Эта неразрывная связь мастерства с нравственным обликом актера отчетливо прослеживается в выступлениях мастеров художественного слова. Этот нравственный облик сказывается во всем: и в высоком напряжении труда, предшествующего исполнению, и в той мере вкуса, которая сквозит в словах и оценках, и в тонкой эмоциональности. Вот Я. Смоленский пишет о лаконизме стихотворной речи. Казалось бы, вполне академическая тема и такова же позиция автора: «И потом, после того как злые сестры подменили гонца, посланного царицей, «чтоб порадовать отца», следует бесподобное...» Право же, это словцо «бесподобное» гораздо больше сказало мне о самом авторе, чем приложенная к статье биографическая справка. Точно так же, как вырвавшееся у чтеца признание: «Я много лет БЬЮСЬ над одним — простейшим! — местом из «Евгения Онегина».

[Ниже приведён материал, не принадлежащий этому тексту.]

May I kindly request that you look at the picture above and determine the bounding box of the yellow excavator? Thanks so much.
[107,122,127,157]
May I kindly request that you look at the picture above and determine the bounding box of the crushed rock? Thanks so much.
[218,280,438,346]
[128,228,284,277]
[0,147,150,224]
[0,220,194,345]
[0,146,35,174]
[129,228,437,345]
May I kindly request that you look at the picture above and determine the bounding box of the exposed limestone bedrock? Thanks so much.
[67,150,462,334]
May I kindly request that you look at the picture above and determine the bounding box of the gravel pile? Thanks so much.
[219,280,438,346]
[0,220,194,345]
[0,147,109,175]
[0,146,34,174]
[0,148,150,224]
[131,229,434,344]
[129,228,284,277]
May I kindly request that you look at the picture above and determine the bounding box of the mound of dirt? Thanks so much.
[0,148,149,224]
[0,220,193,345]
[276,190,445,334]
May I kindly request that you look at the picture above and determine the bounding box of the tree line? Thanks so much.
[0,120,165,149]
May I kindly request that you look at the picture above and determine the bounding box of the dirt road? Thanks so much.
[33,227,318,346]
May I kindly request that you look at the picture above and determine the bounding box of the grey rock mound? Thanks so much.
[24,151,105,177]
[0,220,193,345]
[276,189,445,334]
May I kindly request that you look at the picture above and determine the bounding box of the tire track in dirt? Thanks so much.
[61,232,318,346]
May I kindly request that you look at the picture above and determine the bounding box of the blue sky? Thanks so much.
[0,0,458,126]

Эта связь между мастерством и нравственными основами личности, пожалуй, наиболее отчетливо проступает в книге одного из выдающихся советских чтецов — Антона Исааковича Шварца. Дело не только в облике автора — человека вдумчивого, деликатного, мягкого, интеллигентного. Нравственность А. Шварца определялась прежде всего тем, что сама его деятельность как чтеца была обусловлена не столько преклонением перед художественным словом, которое он любил тонко и самозабвенно, сколько иным — потребностью высказаться, донести до людей какую-то очень важную мысль, идею, главнейшей гражданской потребностью настоящего художника — быть пророком. Недаром он подчеркивал, что одним из самых существенных свойств, которым должен обладать художник-чтец, является ЧУВСТВО ВРЕМЕНИ.

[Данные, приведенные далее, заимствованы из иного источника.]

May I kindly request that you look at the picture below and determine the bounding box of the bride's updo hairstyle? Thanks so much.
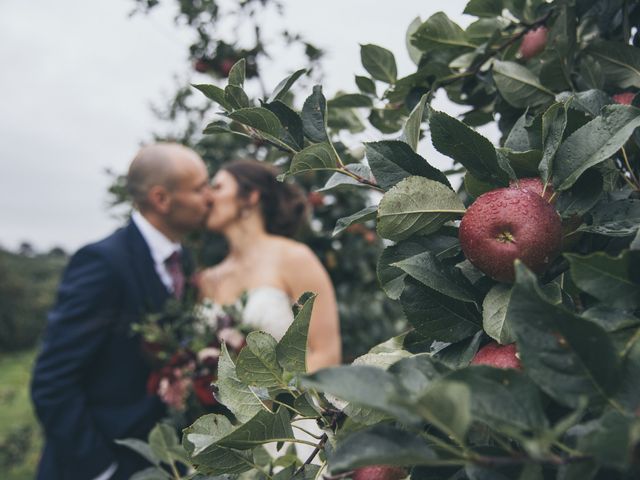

«Особенно остро ощутили мы это в годы Великой Отечественной войны... Именно тогда наше искусство прозвучало во весь голос как один из самых нужных и подлинно массовых видов искусства... В эти годы определилась роль чтеца как пропагандиста литературы, мобилизующей все духовные силы народа на разгром фашизма, воспитывающей высокие патриотические чувства...». Даже говоря о таких, казалось бы, сугубо «технологических» вопросах, как звуковая инструментовка, А. Шварц подчеркнет, что правильный анализ ее должен идти только от смыслового начала.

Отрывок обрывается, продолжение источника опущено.